El guardiero le había tomado una de las manos a Francisco y permanecía en silencio oyéndole contar sus amores; lo dejaba desahogarse. Francisco prosiguió después de una breve pausa:

-Pensé que nunca me le iba a declarar; pero una tarde, el día menos pensado, me llamó la señora y me dijo que le acompañara las negras que deseaban ver la procesión; era la procesión del Viernes Santo, y usted sabe los alborotos y las pendencias que hay ese día en la Habana. Cuando salimos de casa me puse por detrás, sin atreverme a decirle una palabra a Dorotea. Las otras negras ¡ya se ve! como que todo lo habían comprendido desde mucho antes, no hacían más que repararme. Yo caminaba callado, no la miraba siquiera, ni tenía cuenta con la gente de la calle, con nada, señor. ¡Di tantos tropezones! ¡Si no soltaba a Dorotea de la cabeza! Cavila, cavila sobre el modo de quitarme aquella vergüenza. Llegamos a la Plaza de Armas; nos subimos en los poyitos a esperar la procesión que debía salir por la calle de los Oficios.
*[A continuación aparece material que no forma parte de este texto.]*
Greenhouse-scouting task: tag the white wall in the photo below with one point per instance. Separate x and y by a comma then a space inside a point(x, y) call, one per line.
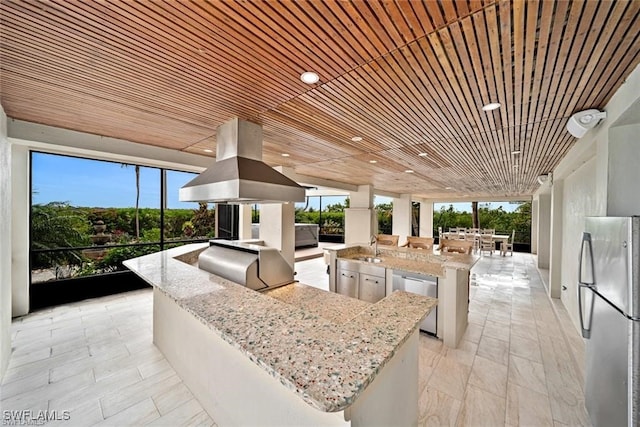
point(624, 171)
point(426, 219)
point(401, 219)
point(544, 230)
point(20, 191)
point(5, 246)
point(579, 202)
point(588, 165)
La gente nos fue apeñuscando,   —96→   y me empujó hasta su lado... ¿Y usted lo ha de creer, taita? Después que le declaré mi cariño ¡me entró una tristeza, un pesar! ¿No me amará Dorotea? Este pensamiento me afligía, y el Señor, la música destemplada, el silencio en cuanto se vio la Cruz, el rezo de los padres, las velas, los sayones, todo vino a juntarse tal vez aquella tarde para oprimirme. ¡Ah! ¡qué ajeno estaba yo de que Dorotea me correspondería! Un mes le estuve instando, un mes; pero al fin se compadeció de mí. ¿Usted ve las aguas de ese río, taita? Pues lo mismo fueron nuestros amores. Ni un sí, ni un no. Yo me moría por ella, y ella se moría por mí; nos adivinábamos los deseos para darnos gusto. ¡Qué empeño tenía siempre en que yo estuviese contento! ¡Qué loca se ponía viéndome reír y tocar algún punto alegre en el tiple! Si no ¿quién aguantaba sus quejas? «Tú no me quieres ya», era su cantinela. ¡Ah! ¡qué yo no la quería! ¿Y que me ha quedado ahora, Dios mío, de esta dicha? ¡Llorar, llorar eternamente!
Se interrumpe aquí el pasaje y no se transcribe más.